Today i was out with my uncle and cousins (16,17,19) at orchard road, we had dinner at a japanese restaurant at cuppage plaza. it was delicious, partly cause it was JAPANESE and i'm in love with jap stuff.
Then we went shopping, we went centrepoint and heeren. at heeren, my uncle strongly persuaded(i'm not kidding, he was like buy ah this one looks nice. buy buy buy)16 to buy a fossil bag -.-, he unwillingly accepted it. then we went into tough jeans smith, my uncle went hey this belt is nice, got it for 19. then 19 was looking at wallets and my uncle strongly persuaded him to buy a purse for his gf, my aunt hung a bag on 19's shoulder and told him it looked great. again, partially unwillingly accepted it. 17 went into adidas, he was the sportiest so he got the latest pair of street scoccer shoes F5.

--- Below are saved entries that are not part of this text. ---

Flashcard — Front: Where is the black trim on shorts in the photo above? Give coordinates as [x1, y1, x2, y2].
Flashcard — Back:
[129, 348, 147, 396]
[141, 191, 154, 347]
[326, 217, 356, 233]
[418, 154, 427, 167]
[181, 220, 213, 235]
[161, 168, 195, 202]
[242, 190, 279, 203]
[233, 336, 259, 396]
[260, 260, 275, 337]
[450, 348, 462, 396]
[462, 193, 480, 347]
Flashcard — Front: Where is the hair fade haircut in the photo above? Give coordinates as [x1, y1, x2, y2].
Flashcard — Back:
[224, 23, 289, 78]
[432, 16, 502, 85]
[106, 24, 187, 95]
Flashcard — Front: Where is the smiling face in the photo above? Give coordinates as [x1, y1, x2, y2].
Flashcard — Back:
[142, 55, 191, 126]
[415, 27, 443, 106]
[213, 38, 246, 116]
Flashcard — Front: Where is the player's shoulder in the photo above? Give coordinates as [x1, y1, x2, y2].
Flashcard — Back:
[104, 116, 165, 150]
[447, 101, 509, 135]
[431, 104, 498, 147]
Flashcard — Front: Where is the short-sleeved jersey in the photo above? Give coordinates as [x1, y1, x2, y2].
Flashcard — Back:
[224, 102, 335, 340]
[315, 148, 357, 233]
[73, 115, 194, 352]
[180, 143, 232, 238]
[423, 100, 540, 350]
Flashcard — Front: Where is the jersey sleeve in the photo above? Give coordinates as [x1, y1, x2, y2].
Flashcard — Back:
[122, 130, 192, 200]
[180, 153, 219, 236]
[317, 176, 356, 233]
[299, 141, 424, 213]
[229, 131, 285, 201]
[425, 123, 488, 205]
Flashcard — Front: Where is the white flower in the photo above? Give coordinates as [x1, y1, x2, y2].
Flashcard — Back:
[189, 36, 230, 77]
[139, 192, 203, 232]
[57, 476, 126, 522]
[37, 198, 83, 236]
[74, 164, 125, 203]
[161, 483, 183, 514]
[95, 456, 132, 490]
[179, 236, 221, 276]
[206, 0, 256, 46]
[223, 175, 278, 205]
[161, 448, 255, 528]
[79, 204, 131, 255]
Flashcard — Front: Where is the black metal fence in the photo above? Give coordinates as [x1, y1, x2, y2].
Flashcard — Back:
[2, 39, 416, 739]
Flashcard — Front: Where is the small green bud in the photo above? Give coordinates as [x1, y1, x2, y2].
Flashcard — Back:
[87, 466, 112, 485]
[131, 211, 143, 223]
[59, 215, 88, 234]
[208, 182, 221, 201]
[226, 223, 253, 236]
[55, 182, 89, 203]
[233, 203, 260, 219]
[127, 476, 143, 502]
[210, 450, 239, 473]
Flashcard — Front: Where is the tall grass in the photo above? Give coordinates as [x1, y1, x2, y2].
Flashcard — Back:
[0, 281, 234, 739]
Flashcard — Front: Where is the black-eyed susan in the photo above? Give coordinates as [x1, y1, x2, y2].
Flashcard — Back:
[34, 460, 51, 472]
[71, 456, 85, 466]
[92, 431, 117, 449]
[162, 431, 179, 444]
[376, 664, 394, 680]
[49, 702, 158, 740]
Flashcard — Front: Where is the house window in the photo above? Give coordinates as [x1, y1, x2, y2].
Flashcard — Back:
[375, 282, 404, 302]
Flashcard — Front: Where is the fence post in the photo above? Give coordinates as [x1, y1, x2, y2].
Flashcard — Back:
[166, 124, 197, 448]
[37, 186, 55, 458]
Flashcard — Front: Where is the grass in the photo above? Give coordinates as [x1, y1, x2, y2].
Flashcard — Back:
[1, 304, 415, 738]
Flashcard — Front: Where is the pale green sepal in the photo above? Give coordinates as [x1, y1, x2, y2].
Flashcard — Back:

My uncle also asked me if i wanted a watch a few times when we were at centrepoint, fossil and tough. but i rejected, there were emporio armani ones and all but didn't look appealing to me, well i am picky when it comes to shopping.
Then he fetched me back, i was back in my humble temporary home. i thought to myself, wow what an experience, forced shopping. i wouldn't mind something like that. who wouldn't minding being rich, buying anything out there that catches their eye.
Back to my family, i can never afford the diamonds and pearls and Labels but one thing i can afford and that's treating my mum the best i know how. frankly she's all i have left and vice versa, i really only have a wish and that's for her to go to church with me, loving and serving the same God i'm loving and serving.
Cause you'll never know what will happen tomorrow, like how lehman brothers collapsed overnight. suddenly i feel, almost 18yrs of existence in this world, have the things i've done made an impact, inspired anyone, been a good testimony at home or glorified God in everything i do? help me o lord, change me o lord, mould me, teach me, use me, again.